A team led by Cecile Janssens of Erasmus Medical College in Rotterdam, the Netherlands, showed this by studying the same diabetes-associated variants analysed in the 2008 risk-prediction studies10. When genotypes of 17 of these variants were added to an existing risk profile based on variants of TCF7L2 — a gene whose variants confer a substantial increase in risk of common forms of diabetes — 34% of the patients' risk profiles changed, for example, from high to low or low to high. When data about patients' age, sex and body mass index were added to the profiles, 29% changed risk categories, and 11% of the participants reverted to their initial risk category.
Patients hoping to use their genotyping results to motivate healthy lifestyle changes might thus be confused when their disease risk changes multiple times without any action on their part, Janssens says: "Our studies show that these products are not ready for prime time."
Cardiologists hope that will change, and see some promise on the horizon in specific cardiovascular diseases.
Last month, for instance, two research teams published studies that linked variants in the ZFHX3 gene to atrial fibrillation11, 12. Two years ago one of the same groups published variants adjacent to a separate gene, PITX2, that almost doubles the risk of atrial fibrillation13. Drugs and monitoring can be used to treat the condition, and might help prevent the roughly one-third of strokes that have no known cause. So atrial fibrillation could serve as an early example of genomic risk prediction, Topol says.
"To be able to zoom in on the probable cause of a stroke by genomics, and then institute a much more intensive heart-rhythm monitoring programme, would be a whole new path that we didn't have months or even a year ago," he says.
But even if the tests are proven useful, they may still have a limited impact on patient care — at least at first. Granger says that doctors already have various risk-prediction tools that work, but don't use them effectively. For instance, patients with higher levels of the protein complex troponin, an indicator of heart-muscle damage, do better on certain treatment strategies. But, Granger says, they are no more likely to get those drugs for various reasons, including that family doctors are not as familiar with the cardiac literature. "Part of our challenge is that we've already got some information that could help us better customize medicine to patient risk, and we tend not to be doing that in practice."

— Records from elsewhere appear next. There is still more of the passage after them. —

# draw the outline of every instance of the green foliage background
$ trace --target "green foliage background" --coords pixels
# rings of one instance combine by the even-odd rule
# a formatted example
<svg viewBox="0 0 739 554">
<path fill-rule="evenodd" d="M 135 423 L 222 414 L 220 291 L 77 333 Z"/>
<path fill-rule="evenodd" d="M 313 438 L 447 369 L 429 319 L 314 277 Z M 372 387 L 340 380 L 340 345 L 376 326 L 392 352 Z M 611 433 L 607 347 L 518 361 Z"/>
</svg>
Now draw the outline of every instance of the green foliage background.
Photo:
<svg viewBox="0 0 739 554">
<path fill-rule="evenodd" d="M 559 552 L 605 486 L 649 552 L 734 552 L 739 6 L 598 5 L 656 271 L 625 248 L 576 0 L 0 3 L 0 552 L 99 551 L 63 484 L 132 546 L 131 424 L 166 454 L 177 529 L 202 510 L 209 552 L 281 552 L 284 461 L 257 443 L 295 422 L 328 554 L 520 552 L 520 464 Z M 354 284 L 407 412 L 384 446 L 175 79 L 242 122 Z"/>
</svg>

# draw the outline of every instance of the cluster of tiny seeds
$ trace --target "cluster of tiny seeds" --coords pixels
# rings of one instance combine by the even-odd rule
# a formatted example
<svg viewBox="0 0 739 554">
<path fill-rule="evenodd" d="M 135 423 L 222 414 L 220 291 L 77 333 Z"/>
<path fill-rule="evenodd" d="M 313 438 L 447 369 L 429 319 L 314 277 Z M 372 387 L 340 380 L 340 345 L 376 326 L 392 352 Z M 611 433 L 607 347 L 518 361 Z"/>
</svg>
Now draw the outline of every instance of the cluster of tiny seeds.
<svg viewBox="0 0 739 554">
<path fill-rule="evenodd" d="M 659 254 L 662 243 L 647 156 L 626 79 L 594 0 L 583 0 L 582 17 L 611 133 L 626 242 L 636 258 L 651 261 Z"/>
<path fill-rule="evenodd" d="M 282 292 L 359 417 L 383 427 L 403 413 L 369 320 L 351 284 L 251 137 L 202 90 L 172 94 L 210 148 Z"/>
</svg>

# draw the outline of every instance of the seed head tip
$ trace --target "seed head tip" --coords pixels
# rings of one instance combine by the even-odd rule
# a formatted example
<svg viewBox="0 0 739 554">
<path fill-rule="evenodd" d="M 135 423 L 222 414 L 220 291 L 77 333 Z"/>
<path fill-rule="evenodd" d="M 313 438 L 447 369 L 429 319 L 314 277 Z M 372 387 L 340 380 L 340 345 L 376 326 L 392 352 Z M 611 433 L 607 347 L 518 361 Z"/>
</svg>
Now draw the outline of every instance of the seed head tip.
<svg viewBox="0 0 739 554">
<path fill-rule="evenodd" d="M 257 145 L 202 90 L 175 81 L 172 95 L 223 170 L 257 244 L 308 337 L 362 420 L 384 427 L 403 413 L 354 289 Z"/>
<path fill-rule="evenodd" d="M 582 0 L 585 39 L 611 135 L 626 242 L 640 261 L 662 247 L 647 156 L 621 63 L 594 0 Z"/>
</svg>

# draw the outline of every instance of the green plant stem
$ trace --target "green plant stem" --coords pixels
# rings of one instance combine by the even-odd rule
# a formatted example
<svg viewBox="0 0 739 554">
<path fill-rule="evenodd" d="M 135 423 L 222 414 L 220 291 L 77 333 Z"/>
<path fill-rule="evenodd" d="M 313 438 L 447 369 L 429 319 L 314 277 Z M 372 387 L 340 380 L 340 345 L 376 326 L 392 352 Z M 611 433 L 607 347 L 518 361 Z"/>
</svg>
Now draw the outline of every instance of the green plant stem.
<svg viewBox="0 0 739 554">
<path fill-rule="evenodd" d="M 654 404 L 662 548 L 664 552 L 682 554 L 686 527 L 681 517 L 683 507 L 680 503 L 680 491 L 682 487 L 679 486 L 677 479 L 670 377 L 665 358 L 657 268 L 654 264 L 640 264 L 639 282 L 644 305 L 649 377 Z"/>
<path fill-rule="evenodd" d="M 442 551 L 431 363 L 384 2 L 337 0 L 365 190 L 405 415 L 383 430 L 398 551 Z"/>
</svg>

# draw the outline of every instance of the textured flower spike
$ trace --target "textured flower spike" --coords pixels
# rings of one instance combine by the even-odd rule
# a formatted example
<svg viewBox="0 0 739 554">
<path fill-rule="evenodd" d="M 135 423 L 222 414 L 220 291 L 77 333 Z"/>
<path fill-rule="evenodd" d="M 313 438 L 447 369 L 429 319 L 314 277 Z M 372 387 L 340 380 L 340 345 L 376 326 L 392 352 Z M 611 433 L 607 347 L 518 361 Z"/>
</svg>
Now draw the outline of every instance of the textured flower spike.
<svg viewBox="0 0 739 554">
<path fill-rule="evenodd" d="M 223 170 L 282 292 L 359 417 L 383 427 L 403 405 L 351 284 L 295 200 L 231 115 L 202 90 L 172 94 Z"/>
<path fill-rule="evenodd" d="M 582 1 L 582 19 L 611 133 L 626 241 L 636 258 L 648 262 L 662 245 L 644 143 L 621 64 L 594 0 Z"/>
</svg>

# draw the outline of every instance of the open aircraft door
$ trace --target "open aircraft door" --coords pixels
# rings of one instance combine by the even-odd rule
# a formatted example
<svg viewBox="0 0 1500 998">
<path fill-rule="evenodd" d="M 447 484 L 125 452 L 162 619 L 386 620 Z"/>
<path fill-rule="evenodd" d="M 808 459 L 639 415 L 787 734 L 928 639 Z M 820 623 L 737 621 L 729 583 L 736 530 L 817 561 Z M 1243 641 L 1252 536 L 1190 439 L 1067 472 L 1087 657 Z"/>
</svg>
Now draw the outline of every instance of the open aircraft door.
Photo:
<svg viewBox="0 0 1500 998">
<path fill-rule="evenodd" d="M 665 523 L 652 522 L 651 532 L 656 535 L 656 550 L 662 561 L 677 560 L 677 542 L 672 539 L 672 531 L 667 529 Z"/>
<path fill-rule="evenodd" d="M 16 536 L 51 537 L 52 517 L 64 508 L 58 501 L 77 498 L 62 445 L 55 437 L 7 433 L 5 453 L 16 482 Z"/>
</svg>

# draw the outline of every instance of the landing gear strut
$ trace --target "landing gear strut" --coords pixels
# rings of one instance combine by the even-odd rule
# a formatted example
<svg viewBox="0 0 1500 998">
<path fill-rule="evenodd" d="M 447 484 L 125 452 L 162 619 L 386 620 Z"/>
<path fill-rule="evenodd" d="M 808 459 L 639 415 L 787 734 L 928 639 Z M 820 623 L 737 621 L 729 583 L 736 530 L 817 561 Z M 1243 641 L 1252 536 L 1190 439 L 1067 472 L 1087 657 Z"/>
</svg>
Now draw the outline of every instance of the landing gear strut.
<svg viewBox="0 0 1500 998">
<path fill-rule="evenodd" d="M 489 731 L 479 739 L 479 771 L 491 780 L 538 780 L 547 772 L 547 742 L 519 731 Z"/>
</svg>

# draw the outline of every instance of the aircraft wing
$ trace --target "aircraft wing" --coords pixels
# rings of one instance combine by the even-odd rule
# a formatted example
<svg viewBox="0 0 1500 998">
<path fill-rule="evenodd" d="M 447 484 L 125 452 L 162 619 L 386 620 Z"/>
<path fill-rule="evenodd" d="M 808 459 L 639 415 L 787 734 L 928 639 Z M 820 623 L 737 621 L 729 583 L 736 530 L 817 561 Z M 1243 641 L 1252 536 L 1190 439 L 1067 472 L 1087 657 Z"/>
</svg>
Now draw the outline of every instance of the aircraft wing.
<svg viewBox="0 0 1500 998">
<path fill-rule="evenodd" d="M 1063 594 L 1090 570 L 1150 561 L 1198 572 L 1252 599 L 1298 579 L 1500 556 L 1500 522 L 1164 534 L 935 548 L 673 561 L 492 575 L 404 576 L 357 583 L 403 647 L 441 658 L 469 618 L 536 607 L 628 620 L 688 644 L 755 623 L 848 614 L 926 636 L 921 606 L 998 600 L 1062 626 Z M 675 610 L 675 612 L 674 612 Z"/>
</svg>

Remedying that problem will require more physician education — and some knockout examples of genetic profiling aiding medicine, as seems to be happening in cancer. "Maybe we need a couple of major success stories of the benefit of using genetic variants for treatment of disease, and I think we're getting some of those," Granger says. Cancer drugs may be blazing the trail for personalized medicine, but cardiovascular drugs may not be far behind.